REY: Yes, the recording I do when I go out shooting, I sometimes record sounds where I'm filming, sometimes I record just sound, or I'm filming without sound—it depends on the interest of what's around. With the sound I had recorded, I got interested in those that had rather long duration with variation built...not built into it...had occurred during it. I actually started by editing text against—or, not against [laughs]—in tension with those sounds. That's how I started to edit, I made a number of soundtracks without dealing with the image. Then you realize you can't just do anything, there has to be some tension between the text and the sound, and it was very simple, because every time it was just one long piece of sound and the text together with it. But the placement of the sound, it could be at the beginning, at the end, in the middle, there are a number of combinations that were possible. So I made these soundtracks and then I started editing the image without the sound, I tried to produce, let's say, crossings of landscapes that I thought were possible projecting without sound. That took me already a while, and when I was done with that, I started confronting the two, and that was the editing, to put it together.

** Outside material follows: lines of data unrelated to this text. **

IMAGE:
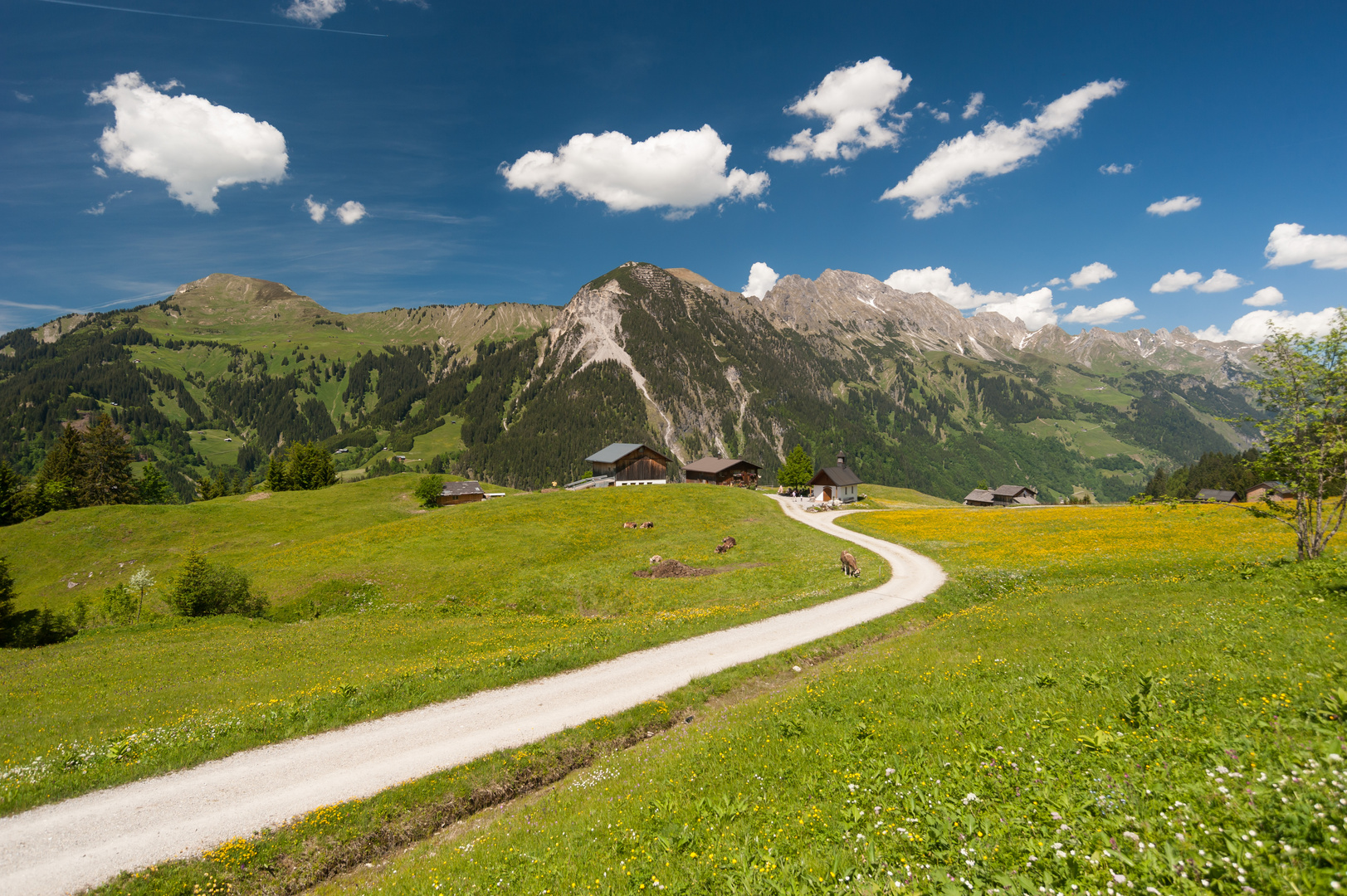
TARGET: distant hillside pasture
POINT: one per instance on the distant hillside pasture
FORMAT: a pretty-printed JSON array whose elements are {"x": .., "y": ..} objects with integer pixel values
[
  {"x": 1115, "y": 699},
  {"x": 378, "y": 606}
]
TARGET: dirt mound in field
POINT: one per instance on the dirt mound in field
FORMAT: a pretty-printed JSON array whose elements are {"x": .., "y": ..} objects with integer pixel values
[{"x": 672, "y": 569}]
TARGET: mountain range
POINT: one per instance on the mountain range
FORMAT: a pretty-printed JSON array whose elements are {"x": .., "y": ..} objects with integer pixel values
[{"x": 914, "y": 391}]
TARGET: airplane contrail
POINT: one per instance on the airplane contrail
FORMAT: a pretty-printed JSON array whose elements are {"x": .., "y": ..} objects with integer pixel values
[{"x": 181, "y": 15}]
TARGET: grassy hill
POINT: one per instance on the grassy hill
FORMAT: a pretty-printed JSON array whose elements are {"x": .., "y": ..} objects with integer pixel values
[{"x": 376, "y": 606}]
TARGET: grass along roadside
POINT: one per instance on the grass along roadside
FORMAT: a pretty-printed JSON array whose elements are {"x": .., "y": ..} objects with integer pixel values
[
  {"x": 1106, "y": 723},
  {"x": 417, "y": 609}
]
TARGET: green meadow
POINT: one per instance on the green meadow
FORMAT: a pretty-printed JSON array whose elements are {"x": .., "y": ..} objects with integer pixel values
[
  {"x": 1100, "y": 701},
  {"x": 376, "y": 606}
]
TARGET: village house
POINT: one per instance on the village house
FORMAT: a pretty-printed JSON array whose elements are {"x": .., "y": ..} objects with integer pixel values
[
  {"x": 1003, "y": 496},
  {"x": 461, "y": 494},
  {"x": 1273, "y": 490},
  {"x": 836, "y": 483},
  {"x": 628, "y": 464},
  {"x": 718, "y": 470}
]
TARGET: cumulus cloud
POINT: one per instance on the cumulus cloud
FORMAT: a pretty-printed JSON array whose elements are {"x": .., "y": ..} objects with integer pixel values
[
  {"x": 1035, "y": 309},
  {"x": 1091, "y": 274},
  {"x": 974, "y": 105},
  {"x": 1221, "y": 280},
  {"x": 317, "y": 211},
  {"x": 934, "y": 185},
  {"x": 314, "y": 11},
  {"x": 349, "y": 212},
  {"x": 1178, "y": 204},
  {"x": 1176, "y": 280},
  {"x": 1257, "y": 326},
  {"x": 190, "y": 143},
  {"x": 681, "y": 170},
  {"x": 761, "y": 279},
  {"x": 1290, "y": 244},
  {"x": 1102, "y": 313},
  {"x": 1265, "y": 297},
  {"x": 854, "y": 103}
]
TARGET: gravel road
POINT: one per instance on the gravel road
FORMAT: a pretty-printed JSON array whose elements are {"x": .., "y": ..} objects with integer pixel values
[{"x": 88, "y": 840}]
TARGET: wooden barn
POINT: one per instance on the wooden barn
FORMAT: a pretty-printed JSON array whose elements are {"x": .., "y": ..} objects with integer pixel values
[
  {"x": 836, "y": 483},
  {"x": 720, "y": 470},
  {"x": 461, "y": 494},
  {"x": 628, "y": 464}
]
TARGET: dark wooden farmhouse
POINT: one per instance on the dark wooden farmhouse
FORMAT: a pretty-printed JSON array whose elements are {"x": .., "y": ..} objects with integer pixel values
[
  {"x": 627, "y": 464},
  {"x": 720, "y": 470},
  {"x": 1003, "y": 496},
  {"x": 836, "y": 483},
  {"x": 461, "y": 494}
]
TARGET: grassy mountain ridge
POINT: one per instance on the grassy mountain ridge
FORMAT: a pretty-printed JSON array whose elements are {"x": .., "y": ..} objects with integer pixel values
[{"x": 916, "y": 394}]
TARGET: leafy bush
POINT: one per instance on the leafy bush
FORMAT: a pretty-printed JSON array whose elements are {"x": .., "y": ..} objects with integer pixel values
[
  {"x": 207, "y": 589},
  {"x": 428, "y": 489}
]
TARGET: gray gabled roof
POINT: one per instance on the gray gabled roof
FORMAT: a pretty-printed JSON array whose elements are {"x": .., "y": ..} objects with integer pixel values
[
  {"x": 837, "y": 476},
  {"x": 715, "y": 465},
  {"x": 616, "y": 451}
]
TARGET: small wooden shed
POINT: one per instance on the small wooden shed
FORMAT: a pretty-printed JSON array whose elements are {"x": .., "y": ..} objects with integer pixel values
[
  {"x": 720, "y": 470},
  {"x": 461, "y": 492},
  {"x": 629, "y": 464}
]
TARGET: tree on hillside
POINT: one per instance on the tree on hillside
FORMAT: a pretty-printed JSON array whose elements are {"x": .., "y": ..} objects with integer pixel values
[
  {"x": 1304, "y": 391},
  {"x": 107, "y": 465},
  {"x": 798, "y": 469},
  {"x": 153, "y": 487}
]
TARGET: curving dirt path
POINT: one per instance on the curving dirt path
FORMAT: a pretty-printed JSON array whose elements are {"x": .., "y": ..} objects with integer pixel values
[{"x": 88, "y": 840}]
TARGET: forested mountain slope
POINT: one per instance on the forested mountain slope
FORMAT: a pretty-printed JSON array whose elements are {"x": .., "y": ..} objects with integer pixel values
[{"x": 228, "y": 368}]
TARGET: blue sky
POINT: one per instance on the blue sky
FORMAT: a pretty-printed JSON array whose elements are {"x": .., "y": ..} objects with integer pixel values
[{"x": 428, "y": 129}]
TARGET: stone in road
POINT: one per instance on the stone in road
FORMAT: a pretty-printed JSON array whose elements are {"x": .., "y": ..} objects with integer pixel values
[{"x": 88, "y": 840}]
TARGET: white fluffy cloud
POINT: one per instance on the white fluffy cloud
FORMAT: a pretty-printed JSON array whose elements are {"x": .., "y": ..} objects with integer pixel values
[
  {"x": 314, "y": 11},
  {"x": 761, "y": 279},
  {"x": 1176, "y": 280},
  {"x": 1257, "y": 326},
  {"x": 1265, "y": 297},
  {"x": 1035, "y": 309},
  {"x": 317, "y": 211},
  {"x": 853, "y": 101},
  {"x": 349, "y": 212},
  {"x": 681, "y": 170},
  {"x": 1164, "y": 207},
  {"x": 1221, "y": 280},
  {"x": 1102, "y": 313},
  {"x": 1091, "y": 274},
  {"x": 1290, "y": 244},
  {"x": 934, "y": 186},
  {"x": 189, "y": 143}
]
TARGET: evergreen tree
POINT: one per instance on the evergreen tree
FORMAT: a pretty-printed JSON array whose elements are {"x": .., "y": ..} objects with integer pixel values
[
  {"x": 11, "y": 496},
  {"x": 153, "y": 487},
  {"x": 107, "y": 465},
  {"x": 798, "y": 469}
]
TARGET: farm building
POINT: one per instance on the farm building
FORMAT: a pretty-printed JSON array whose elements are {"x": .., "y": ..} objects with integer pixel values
[
  {"x": 720, "y": 470},
  {"x": 1271, "y": 490},
  {"x": 461, "y": 494},
  {"x": 836, "y": 483},
  {"x": 1003, "y": 496},
  {"x": 627, "y": 464}
]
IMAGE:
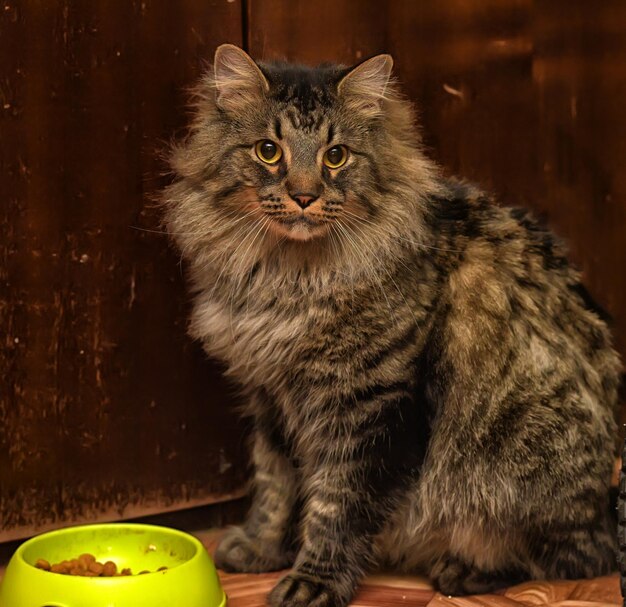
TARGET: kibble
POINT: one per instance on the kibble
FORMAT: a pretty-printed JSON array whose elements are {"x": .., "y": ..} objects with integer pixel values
[{"x": 86, "y": 565}]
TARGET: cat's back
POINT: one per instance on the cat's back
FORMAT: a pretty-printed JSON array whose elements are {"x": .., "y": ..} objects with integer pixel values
[{"x": 511, "y": 289}]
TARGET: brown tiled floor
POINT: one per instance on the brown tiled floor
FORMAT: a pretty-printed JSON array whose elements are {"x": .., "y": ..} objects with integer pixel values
[{"x": 245, "y": 590}]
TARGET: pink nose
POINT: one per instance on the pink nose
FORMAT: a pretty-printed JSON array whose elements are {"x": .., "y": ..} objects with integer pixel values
[{"x": 303, "y": 200}]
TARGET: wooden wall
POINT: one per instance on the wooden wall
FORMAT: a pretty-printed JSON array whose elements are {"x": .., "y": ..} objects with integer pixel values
[
  {"x": 525, "y": 98},
  {"x": 106, "y": 407}
]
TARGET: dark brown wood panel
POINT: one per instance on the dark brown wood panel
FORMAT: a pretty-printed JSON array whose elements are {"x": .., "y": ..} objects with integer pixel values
[
  {"x": 522, "y": 97},
  {"x": 107, "y": 408}
]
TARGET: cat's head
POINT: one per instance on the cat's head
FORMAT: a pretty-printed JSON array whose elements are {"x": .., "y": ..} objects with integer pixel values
[{"x": 307, "y": 153}]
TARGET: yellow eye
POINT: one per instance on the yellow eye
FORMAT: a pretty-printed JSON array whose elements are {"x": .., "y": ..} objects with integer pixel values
[
  {"x": 268, "y": 151},
  {"x": 336, "y": 156}
]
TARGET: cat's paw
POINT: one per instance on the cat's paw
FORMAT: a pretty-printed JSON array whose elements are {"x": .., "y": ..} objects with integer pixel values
[
  {"x": 238, "y": 553},
  {"x": 296, "y": 590}
]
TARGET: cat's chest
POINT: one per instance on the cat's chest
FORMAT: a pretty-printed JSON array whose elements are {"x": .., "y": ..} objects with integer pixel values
[{"x": 257, "y": 342}]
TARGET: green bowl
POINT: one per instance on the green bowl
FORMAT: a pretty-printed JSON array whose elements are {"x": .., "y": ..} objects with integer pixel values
[{"x": 189, "y": 581}]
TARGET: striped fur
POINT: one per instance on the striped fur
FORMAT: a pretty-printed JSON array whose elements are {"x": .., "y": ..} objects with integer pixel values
[{"x": 431, "y": 388}]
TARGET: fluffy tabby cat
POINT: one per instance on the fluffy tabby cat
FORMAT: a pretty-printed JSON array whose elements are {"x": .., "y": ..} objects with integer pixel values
[{"x": 431, "y": 386}]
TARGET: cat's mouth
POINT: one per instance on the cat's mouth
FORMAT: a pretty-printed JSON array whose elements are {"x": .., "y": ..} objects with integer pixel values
[{"x": 299, "y": 227}]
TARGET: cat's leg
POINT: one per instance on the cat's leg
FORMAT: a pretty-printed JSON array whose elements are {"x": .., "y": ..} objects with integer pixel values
[
  {"x": 574, "y": 552},
  {"x": 456, "y": 575},
  {"x": 264, "y": 542},
  {"x": 349, "y": 498}
]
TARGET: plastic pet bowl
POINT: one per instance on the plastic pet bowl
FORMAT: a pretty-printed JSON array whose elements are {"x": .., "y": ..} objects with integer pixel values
[{"x": 190, "y": 579}]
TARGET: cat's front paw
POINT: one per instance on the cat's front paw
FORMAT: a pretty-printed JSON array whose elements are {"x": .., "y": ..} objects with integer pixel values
[
  {"x": 296, "y": 590},
  {"x": 239, "y": 553}
]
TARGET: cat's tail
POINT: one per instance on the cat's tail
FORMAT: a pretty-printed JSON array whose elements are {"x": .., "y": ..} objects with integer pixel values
[{"x": 620, "y": 509}]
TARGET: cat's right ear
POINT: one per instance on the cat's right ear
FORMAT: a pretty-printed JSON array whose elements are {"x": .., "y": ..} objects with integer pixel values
[{"x": 238, "y": 79}]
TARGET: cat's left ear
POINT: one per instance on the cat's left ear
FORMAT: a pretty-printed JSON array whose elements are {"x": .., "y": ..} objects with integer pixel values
[{"x": 365, "y": 84}]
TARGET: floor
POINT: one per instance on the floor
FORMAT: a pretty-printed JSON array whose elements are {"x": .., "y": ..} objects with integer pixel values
[{"x": 247, "y": 590}]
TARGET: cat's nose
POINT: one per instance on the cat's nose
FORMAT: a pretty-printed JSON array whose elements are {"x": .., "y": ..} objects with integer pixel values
[{"x": 303, "y": 200}]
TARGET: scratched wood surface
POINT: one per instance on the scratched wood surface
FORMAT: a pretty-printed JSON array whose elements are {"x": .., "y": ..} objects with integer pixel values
[
  {"x": 389, "y": 590},
  {"x": 107, "y": 409},
  {"x": 523, "y": 97}
]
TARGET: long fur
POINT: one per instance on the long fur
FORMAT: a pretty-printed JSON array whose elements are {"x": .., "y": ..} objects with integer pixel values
[{"x": 431, "y": 386}]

NOTEBOOK: So you began with episodic sonic units and then found the images to match the soundtrack?

REY: I didn't make the image units, or edits, thinking about a particular sound. I made the image units so that they stood themselves, so they could stand by themselves. And then I started trying to see what would happen between those soundtracks I had made and the image. The process is quite interesting to me. That's why sometimes I knew that I wanted some parts to be mute, also, and it wasn't a problem if the recording was shorter, or it could go all the way to the end of the reel.

NOTEBOOK: The production path was created by encountering the material, and the material determining the workflow.

REY: Yes. Because of the importance of the text...it is the first time I made a film from a literary source. Just for this film, this is the first time I did it like this—it is a peculiar way to edit.